En quelques mois, Radil Hebrich est passé d’architecte de renom, en Algérie, à sans-abri, dans les rues de Montréal. Cet homme, que rien ne prédestinait à vivre dans la rue, est décédé tragiquement il y a deux semaines, après avoir été happé par un wagon de métro.

La mort de M. Hebrich n’est pas sans rappeler celle d’Alain Magloire, abattu tragiquement par les policiers, lundi. Rien ne semblait prédestiner ce chercheur, père de deux enfants, à devenir sans-abri.

Les circonstances de sa mort sont très différentes, puisqu’il s’agit d’un bête accident. Mais l’homme d’origine algérienne faisait aussi partie de ces êtres qui ont échappé au système, bien qu’ils aient tout pour réussir.

« Il ne voulait pas partir »

Radil Hebrich, 59 ans, est décédé le 16 janvier, au métro Langelier. Il marchait près de la rame de métro, quand il aurait trébuché, la tête au-dessus des rails.

Selon la police, il était en état d’ébriété. C’est à ce moment qu’un wagon serait arrivé et lui aurait heurté la tête de plein fouet. L’homme laisse derrière lui une bien triste histoire, lui qui était sur la bonne voie pour se sortir de son malheur.

«On est tous sous le choc… Tout le monde l’adorait», a confié sa sœur Djanet Zahia Hebrih, jointe par le Journal à Annaba, en Algérie, quelques jours après le décès de son frère.

M. Hebrich venait de commencer à reprendre sa vie en main, après des années plutôt difficiles. Il était arrivé au Québec en 2010 avec sa femme et ses enfants.

«Il ne voulait pas partir, affirme sa sœur, Djanet. Mais sa femme partait avec les enfants, alors…»

M. Hebrich était un architecte reconnu en Algérie­­ et âgé dans la mi-cinquantaine, il n’avait nulle envie de quitter le pays pour repar­tir à zéro. Mais il ne voulait pas vivre loin de ses enfants, selon sa sœur. Arrivé au Canada, le couple aurait divorcé. «Sa femme l’a jeté dehors», raconte Djanet.

De fil en aiguille, il se serait retrouvé à la rue. Avec l’organisme Mission Old Brewery, il a suivi un programme de réinsertion sociale.

Un homme travaillant

«C’était une personne très travaillante, raconte Teodor Vidam, le conseiller du refuge pour hommes qui s’est occupé de Radil. Il essayait de rebâtir sa vie. Il essayait tellement! Il était très calme et il prenait toutes les ressources que je lui donnais.»

Mais Radil semblait avoir beaucoup de difficulté à se trouver un emploi. M. Vidam se souvient qu’il a quitté le refuge il y a près d’un an, après qu’il l’eut aidé à se trouver un logement.
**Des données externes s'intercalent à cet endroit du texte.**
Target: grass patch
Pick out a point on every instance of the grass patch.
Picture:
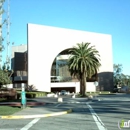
(8, 110)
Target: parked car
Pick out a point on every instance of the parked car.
(124, 89)
(63, 92)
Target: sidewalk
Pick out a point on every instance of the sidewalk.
(38, 112)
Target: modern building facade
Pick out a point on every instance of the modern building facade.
(19, 65)
(47, 54)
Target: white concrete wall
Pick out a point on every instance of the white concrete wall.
(45, 42)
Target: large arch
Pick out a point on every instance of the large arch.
(54, 40)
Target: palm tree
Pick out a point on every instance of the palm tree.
(83, 62)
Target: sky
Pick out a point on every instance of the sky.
(100, 16)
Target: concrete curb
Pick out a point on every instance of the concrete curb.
(36, 116)
(19, 104)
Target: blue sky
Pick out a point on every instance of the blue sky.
(101, 16)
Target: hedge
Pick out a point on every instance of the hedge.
(32, 94)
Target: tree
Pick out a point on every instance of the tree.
(117, 74)
(4, 78)
(120, 79)
(83, 62)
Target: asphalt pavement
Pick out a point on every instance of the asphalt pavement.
(104, 114)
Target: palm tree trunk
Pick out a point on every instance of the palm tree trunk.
(84, 83)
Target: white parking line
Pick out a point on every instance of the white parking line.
(96, 118)
(26, 127)
(57, 105)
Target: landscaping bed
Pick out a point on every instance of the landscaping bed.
(8, 110)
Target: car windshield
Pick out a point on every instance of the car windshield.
(63, 90)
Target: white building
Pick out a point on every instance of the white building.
(46, 42)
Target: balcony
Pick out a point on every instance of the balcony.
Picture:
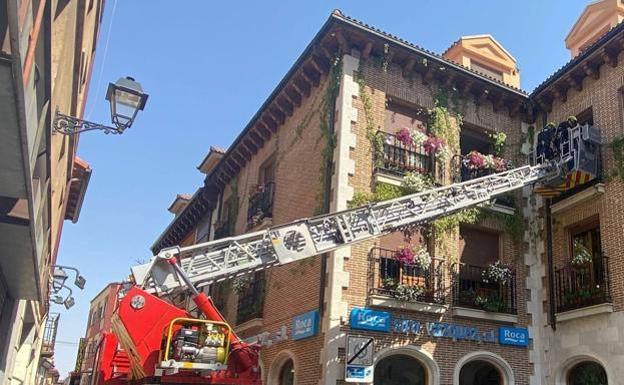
(397, 158)
(471, 291)
(583, 286)
(49, 335)
(260, 205)
(251, 300)
(394, 283)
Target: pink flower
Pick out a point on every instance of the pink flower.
(405, 256)
(432, 144)
(475, 160)
(404, 136)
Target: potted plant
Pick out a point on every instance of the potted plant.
(408, 292)
(497, 272)
(404, 255)
(581, 255)
(414, 182)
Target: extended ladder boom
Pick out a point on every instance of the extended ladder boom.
(225, 258)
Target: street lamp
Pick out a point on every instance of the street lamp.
(68, 301)
(126, 98)
(60, 276)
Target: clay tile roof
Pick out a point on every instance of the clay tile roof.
(426, 52)
(579, 58)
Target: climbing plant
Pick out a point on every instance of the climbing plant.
(443, 124)
(498, 142)
(233, 206)
(375, 138)
(326, 125)
(617, 147)
(382, 192)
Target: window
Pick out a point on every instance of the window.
(473, 138)
(486, 70)
(400, 116)
(400, 369)
(587, 373)
(478, 247)
(586, 238)
(479, 372)
(586, 117)
(287, 373)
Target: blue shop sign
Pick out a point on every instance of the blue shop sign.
(305, 325)
(513, 336)
(367, 319)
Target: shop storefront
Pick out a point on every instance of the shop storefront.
(410, 351)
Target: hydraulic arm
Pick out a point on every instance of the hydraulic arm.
(218, 260)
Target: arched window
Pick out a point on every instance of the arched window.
(287, 373)
(587, 373)
(400, 369)
(480, 372)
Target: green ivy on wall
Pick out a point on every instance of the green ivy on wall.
(617, 147)
(382, 192)
(325, 124)
(234, 203)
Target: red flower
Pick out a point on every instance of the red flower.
(475, 160)
(405, 256)
(404, 136)
(433, 144)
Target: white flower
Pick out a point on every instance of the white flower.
(422, 259)
(443, 153)
(418, 137)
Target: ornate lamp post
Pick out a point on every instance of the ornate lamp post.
(126, 98)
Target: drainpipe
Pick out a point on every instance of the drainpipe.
(326, 207)
(551, 282)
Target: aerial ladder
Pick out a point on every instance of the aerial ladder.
(154, 341)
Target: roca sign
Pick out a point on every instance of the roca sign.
(368, 319)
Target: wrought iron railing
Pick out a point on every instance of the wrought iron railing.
(470, 289)
(406, 282)
(49, 334)
(251, 300)
(581, 286)
(398, 158)
(261, 204)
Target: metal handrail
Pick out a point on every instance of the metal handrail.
(471, 290)
(581, 286)
(398, 158)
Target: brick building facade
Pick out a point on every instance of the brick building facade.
(326, 138)
(101, 311)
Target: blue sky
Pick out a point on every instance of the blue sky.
(208, 66)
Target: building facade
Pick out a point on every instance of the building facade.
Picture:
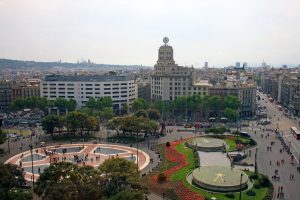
(246, 92)
(5, 94)
(122, 89)
(170, 81)
(26, 89)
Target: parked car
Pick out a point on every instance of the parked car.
(205, 125)
(245, 134)
(188, 126)
(245, 124)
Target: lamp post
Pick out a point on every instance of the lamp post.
(255, 167)
(241, 186)
(137, 152)
(148, 141)
(32, 170)
(8, 144)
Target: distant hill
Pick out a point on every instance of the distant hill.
(19, 64)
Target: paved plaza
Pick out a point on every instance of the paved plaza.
(80, 154)
(213, 158)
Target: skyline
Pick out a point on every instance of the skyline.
(118, 32)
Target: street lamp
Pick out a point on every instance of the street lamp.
(137, 152)
(8, 145)
(241, 186)
(255, 167)
(148, 141)
(32, 170)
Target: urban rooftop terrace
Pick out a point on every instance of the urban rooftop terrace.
(88, 78)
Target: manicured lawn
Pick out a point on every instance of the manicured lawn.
(23, 132)
(231, 144)
(165, 164)
(181, 174)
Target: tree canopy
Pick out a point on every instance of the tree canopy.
(12, 177)
(232, 102)
(113, 179)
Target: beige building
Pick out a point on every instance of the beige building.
(25, 89)
(170, 81)
(246, 92)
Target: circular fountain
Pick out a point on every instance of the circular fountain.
(220, 178)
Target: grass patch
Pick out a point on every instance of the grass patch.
(24, 132)
(232, 145)
(165, 164)
(73, 138)
(181, 174)
(128, 139)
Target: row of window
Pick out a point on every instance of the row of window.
(87, 84)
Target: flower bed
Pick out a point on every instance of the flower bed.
(186, 194)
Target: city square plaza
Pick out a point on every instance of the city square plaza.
(80, 154)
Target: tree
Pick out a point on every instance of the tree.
(139, 104)
(124, 109)
(231, 114)
(50, 122)
(106, 114)
(63, 181)
(232, 102)
(11, 176)
(71, 105)
(119, 175)
(3, 136)
(29, 102)
(141, 113)
(153, 114)
(112, 180)
(215, 104)
(92, 123)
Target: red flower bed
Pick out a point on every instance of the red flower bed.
(185, 194)
(174, 156)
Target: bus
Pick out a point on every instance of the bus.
(295, 132)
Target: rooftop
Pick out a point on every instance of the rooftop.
(87, 78)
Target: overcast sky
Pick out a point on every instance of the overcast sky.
(221, 32)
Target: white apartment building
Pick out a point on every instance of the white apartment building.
(170, 81)
(121, 89)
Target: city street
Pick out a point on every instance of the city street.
(283, 124)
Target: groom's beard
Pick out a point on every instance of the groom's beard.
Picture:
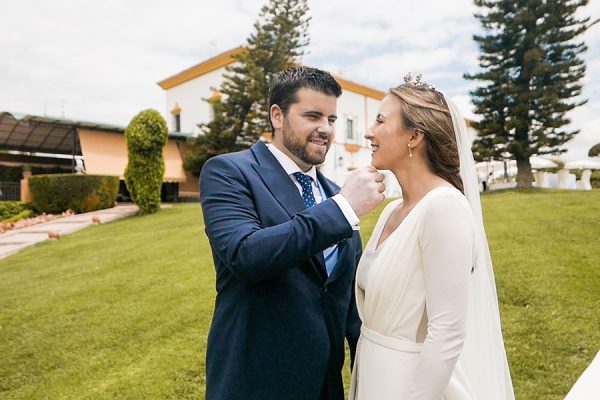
(300, 147)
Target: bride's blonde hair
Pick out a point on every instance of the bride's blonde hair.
(424, 108)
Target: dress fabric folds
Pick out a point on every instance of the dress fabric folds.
(412, 298)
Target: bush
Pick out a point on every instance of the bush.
(9, 209)
(146, 136)
(80, 193)
(22, 215)
(595, 179)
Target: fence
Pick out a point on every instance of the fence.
(10, 191)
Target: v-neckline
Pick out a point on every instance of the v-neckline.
(379, 246)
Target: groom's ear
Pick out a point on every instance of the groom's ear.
(276, 115)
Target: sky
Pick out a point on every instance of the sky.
(100, 60)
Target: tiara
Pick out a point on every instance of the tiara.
(418, 82)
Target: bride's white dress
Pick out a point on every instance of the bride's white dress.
(412, 296)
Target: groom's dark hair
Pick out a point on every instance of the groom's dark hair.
(287, 83)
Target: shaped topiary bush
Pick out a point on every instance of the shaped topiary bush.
(146, 136)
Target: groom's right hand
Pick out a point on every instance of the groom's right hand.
(363, 190)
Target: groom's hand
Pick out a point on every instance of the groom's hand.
(363, 190)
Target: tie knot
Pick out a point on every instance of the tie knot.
(303, 179)
(305, 182)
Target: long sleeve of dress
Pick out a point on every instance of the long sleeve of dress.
(446, 241)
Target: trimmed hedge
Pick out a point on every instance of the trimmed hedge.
(595, 179)
(9, 209)
(80, 193)
(146, 136)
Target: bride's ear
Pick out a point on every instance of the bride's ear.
(416, 138)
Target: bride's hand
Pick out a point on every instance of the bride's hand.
(364, 189)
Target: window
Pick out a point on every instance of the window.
(177, 122)
(350, 128)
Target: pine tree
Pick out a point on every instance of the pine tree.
(241, 113)
(531, 66)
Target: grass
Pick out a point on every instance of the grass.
(122, 310)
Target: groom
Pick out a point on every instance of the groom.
(285, 246)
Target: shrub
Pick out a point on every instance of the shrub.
(9, 209)
(595, 179)
(80, 193)
(146, 136)
(22, 215)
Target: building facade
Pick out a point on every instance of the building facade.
(186, 107)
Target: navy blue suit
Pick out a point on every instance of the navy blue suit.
(279, 322)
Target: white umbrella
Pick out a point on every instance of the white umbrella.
(541, 163)
(585, 163)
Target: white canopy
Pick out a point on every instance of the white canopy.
(541, 162)
(585, 163)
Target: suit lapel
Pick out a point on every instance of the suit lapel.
(285, 192)
(276, 180)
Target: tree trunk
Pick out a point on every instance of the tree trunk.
(524, 175)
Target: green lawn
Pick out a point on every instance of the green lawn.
(122, 310)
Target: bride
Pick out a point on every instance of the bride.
(425, 286)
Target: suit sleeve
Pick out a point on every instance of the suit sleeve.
(252, 252)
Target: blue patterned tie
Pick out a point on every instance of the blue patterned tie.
(306, 184)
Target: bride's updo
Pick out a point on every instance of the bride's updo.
(424, 108)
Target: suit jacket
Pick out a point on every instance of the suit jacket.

«Je n’ai plus eu de nouvelles de lui après, se souvient M. Vidam. Il s’était trouvé un logement, alors j’espérais que tout allait bien. Je l’ai croisé quelque temps après, au Salon de l’emploi. Il était venu déposer des CV.»

Selon Djanet Zahia Hebrih, son frère s’était finalement trouvé un emploi, mais elle ne sait pas dans quelle branche. Il était d’ail­leurs allé rendre visite à sa famille, en Algérie, en novembre. «Il est resté un mois, c’était fantastique. Il allait très bien. Quand j’y repense, j’ai l’impression qu’il nous a fait ses adieux, au moins… C’est fou, la vie!», lance-t-elle d’une voix émue, à l’autre bout du fil.

Teodor Vidam a été terrassé d’apprendre la mort accidentelle et bête de l’homme qu’il avait aidé à se remettre sur pied. «Je n’ai pas de mots pour le décrire, dit-il doucement, réprimant un sanglot. C’était tellement un homme bon! Il était très respectueux et reconnaissant envers moi. Je me souviendrai toujours de sa moustache!» ajoute-t-il, un sourire dans la voix.

La dépouille de Radil Hebrich a été envoyée à Annaba, où sa famille a procédé à l’enterrement.